Not only selfies, but the entangled web of social media. Facebook. Instagram. Snapchat. MySpace. Twitter. Pinterest ( double guilty)We are obsessed with finding someone or something to fill that void that only God can fill.
My world vs. My world with God. My world with God is full of peace and tranquility. It is full of joy and love. When I get alone with Him, I imagine myself laying in the fields full of flowers and trees as far as the eye can see. It involves no cameras. No waist cinches. No mirrors. The only way I see myself is through His eyes. Not someone else’s. There is no likes to click on. There is even no technology. Just me, my voice and His. I don’t have to always worry about how I look. I don’t have to worry about anything.
Recently, I took about 4 days off of Facebook and Twitter. I tried to stay off Pinterest. But that didn’t happen. (It’s like a shopping addiction except I never buy anything) Anyways, I felt free.

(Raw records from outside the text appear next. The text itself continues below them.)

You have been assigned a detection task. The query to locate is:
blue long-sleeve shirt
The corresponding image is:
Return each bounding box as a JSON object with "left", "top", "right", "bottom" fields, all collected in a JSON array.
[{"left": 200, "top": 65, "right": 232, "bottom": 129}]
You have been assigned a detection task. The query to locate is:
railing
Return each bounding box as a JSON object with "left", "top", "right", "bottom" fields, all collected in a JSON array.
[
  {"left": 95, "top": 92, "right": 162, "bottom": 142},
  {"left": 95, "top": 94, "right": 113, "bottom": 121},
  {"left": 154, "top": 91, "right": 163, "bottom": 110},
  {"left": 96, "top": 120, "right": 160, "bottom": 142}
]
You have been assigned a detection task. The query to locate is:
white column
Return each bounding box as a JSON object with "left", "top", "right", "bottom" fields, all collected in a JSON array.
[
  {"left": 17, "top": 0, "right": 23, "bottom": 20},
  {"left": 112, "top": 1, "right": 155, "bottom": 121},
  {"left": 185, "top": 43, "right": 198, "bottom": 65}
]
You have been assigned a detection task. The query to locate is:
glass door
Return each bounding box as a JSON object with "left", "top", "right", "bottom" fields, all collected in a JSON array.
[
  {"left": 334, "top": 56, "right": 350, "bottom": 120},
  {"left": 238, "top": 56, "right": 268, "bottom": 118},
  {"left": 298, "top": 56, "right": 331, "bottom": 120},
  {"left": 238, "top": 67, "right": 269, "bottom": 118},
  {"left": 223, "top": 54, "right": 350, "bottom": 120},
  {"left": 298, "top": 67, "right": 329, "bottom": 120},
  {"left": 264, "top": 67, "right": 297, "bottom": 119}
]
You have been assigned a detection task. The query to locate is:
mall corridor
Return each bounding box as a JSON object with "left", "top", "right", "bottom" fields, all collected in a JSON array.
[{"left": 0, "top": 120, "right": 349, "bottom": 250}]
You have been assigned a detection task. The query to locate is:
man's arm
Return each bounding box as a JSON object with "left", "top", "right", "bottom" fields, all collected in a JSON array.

I didn’t feel like I needed approval from anyone. Let’s admit it. We’ve all “liked” someone’s picture, quote, or Buzzfeed link in hopes they would like us back or be our friend. Or write a comment, thinking the favor would be returned. I’ll admit I’ve done it. But it doesn’t always happen that way. And it saddens me when I think of how I let someone else’s opinion instead of God control me. I will no longer do this. And unless there is a an actual transformation, no one needs to see.
I don’t want to make myself an object of someone’s worship. I want God to be the center of where all worship should be. That is why my ultimate passion is to lead others to that same God centered worship. He should be the center of the world, not ourselves. Whatever you objectify, you glorify. So next time any one of us take a “selfie”, ‘re-examine why. Are you doing this to seek attention from others? Self approval? You may find it temporarily. But the only one you should be seeking approval from is God. If you don’t know Him personally, get to know Him. When you find Him and live for Him, you will end up “mirroring” what He sees. Not what others see.
I have said this to myself recently and now I’m saying it to you. Not to lecture. But to learn what I am learning.